Seven marathons on seven continents in seven days for Irish runner

An Irish ultra distance runner today became the first athlete to crack the world’s ultimate endurance race – seven marathons on seven continents in seven days.

An Irish ultra distance runner today became the first athlete to crack the world’s ultimate endurance race – seven marathons on seven continents in seven days.

Richard Donovan began the epic challenge at minus 20C (-4F) in Antarctica on January 31 before battling snowstorms in London and the searing heat of Dubai and Chile to run 183 miles (295km) and fly 26,719 miles (43,000km).

The ambitious 42-year-old, who today completed the unique round-the-world race to raise awareness of the war-torn Darfur region of Sudan, is already thinking of his next challenge and the final frontier in ultra-running.

“I’ve no certain plans, but always had the idea of running across the continent of Antarctica rather than just small sections of it in races,” the Galway man said.
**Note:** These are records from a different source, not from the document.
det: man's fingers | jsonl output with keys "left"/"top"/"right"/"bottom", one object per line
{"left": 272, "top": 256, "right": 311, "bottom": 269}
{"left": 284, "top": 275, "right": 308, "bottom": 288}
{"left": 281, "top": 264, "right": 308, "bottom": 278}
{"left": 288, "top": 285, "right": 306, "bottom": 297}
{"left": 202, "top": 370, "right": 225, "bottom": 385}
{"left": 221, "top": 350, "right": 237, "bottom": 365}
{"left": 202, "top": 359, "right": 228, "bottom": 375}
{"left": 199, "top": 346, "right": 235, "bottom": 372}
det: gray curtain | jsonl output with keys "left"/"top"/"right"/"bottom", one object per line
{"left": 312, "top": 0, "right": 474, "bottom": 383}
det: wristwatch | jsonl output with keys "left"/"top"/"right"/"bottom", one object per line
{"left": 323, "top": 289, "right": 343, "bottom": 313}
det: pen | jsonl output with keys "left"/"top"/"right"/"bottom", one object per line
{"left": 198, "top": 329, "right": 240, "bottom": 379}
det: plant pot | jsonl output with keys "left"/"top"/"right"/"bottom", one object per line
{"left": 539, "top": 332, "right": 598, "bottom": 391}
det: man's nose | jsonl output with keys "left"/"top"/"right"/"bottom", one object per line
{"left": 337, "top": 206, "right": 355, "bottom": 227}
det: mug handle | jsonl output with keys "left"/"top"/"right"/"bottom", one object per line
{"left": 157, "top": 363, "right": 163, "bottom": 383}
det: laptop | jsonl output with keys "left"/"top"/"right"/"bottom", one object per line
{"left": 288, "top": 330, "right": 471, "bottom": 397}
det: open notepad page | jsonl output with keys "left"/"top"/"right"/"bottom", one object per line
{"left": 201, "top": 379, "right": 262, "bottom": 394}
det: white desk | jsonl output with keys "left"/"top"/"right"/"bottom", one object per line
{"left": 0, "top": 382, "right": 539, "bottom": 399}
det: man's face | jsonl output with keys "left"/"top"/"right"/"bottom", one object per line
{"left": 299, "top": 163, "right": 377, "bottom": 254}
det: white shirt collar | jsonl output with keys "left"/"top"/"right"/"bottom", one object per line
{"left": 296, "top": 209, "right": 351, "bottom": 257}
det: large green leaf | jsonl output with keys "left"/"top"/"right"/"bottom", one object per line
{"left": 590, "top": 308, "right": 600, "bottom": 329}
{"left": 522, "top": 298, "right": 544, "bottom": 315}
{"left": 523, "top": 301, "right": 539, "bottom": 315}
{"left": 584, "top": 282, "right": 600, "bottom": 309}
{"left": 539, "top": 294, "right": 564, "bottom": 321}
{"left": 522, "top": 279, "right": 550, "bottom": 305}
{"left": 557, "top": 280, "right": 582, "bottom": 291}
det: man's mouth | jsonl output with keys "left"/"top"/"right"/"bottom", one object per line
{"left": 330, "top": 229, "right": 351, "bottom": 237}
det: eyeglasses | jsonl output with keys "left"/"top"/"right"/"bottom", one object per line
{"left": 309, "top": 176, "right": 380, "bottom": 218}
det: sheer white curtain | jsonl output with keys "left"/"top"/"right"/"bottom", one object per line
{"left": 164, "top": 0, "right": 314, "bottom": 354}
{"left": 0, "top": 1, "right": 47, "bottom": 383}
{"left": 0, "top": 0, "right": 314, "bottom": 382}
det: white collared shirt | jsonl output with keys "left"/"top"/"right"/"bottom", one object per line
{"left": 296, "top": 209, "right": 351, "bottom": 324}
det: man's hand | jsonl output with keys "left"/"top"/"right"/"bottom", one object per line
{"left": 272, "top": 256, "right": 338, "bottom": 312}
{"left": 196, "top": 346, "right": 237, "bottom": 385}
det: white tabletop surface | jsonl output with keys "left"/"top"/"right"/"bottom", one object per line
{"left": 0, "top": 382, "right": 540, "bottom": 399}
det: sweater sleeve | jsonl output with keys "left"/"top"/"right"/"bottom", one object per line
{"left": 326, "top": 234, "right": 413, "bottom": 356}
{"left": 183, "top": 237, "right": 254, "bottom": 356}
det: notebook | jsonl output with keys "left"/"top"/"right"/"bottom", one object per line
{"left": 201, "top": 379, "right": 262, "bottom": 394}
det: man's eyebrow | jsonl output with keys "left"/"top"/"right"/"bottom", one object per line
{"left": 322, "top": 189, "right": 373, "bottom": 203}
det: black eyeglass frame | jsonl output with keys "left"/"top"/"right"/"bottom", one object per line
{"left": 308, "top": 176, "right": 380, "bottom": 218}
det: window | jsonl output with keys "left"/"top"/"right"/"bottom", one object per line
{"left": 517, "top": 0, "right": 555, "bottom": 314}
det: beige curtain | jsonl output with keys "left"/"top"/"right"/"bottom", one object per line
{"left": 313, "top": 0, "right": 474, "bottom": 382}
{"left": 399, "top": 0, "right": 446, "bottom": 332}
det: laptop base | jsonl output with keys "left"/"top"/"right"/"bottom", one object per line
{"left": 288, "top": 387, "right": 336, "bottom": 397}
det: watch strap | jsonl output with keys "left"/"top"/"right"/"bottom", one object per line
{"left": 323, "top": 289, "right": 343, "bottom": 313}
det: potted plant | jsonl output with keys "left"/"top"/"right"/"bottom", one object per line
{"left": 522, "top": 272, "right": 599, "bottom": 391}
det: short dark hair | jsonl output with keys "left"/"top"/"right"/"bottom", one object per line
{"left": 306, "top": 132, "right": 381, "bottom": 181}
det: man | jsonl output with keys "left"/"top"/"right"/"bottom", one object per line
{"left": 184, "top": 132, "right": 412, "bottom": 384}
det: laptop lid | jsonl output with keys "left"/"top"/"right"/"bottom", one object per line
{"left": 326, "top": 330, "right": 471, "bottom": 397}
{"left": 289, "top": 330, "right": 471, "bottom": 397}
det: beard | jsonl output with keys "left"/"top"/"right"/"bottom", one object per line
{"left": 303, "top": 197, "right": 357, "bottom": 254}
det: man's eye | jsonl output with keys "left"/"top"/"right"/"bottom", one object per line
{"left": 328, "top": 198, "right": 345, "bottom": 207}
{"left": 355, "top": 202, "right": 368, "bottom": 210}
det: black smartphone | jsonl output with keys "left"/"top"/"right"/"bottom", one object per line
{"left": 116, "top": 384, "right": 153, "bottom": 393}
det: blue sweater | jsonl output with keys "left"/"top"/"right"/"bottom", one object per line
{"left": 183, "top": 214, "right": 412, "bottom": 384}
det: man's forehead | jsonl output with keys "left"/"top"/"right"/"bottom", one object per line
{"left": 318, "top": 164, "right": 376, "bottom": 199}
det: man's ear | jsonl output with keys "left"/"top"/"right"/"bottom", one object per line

“It would take a big sponsor though, which probably isn’t realistic in today’s economic climate.

“I’ve run at both poles, and in deserts, mountains, jungle and various other terrain and climatic conditions. I think the Antarctic challenge is the last frontier.”

Donovan used the endurance race to promote Irish charity Goal’s repeated calls for international peacekeepers to be sent in to Darfur.

“Richard has done something truly remarkable,” Goal’s John O’Shea said.

“Not only has he set a record that will not be easily beaten but he has also brought much needed attention to the ongoing tragedy in Darfur.

“Everyone in Goal thanks him for his efforts to raise awareness of this humanitarian catastrophe and congratulates him on his new record.”

Donovan began in Antarctica in temperatures as low as minus 20C (minus 4F) on January 31 before flying through a snowstorm to Cape Town, on to the searing heat of Dubai, the snow in London and Toronto, before battling 32C (90F) in Santiago in Chile and a similar heatwave in Sydney.

He completed it in five days, 10 hours and eight minutes.

The biggest worry came on the first day as conditions closed in on the Russian Novo air base, sparking fears that his plane would be grounded.

“It would have meant I would have had to run the marathon again the following day in order to do everything in under seven days,” Donovan said.

“That marathon was not something I’d want to run again.”

The entire race was tracked on GPS with Donovan monitored at every location to verify the 26.2 miles (42.2km) distance was completed each time.

Donovan, who is well used to extreme endurance running, suffered badly as temperatures soared and plummeted within hours. The difference between Antarctica and Cape Town was 43 degrees.

“By the time I got off the plane in Dubai – and into another hot environment - I was suffering a bit and got sick during the marathon,” he said.

“I then had to rush to London and run through the snowstorm after midnight. It was tough... and then the plane was lucky to get away to Toronto.”

In 2002, Donovan became the first athlete in the world to run a marathon at both the North and South Poles. He has also won the Inca Trail Marathon, the Everest Challenge Marathon and the Himalayan 100-Mile Stage Race.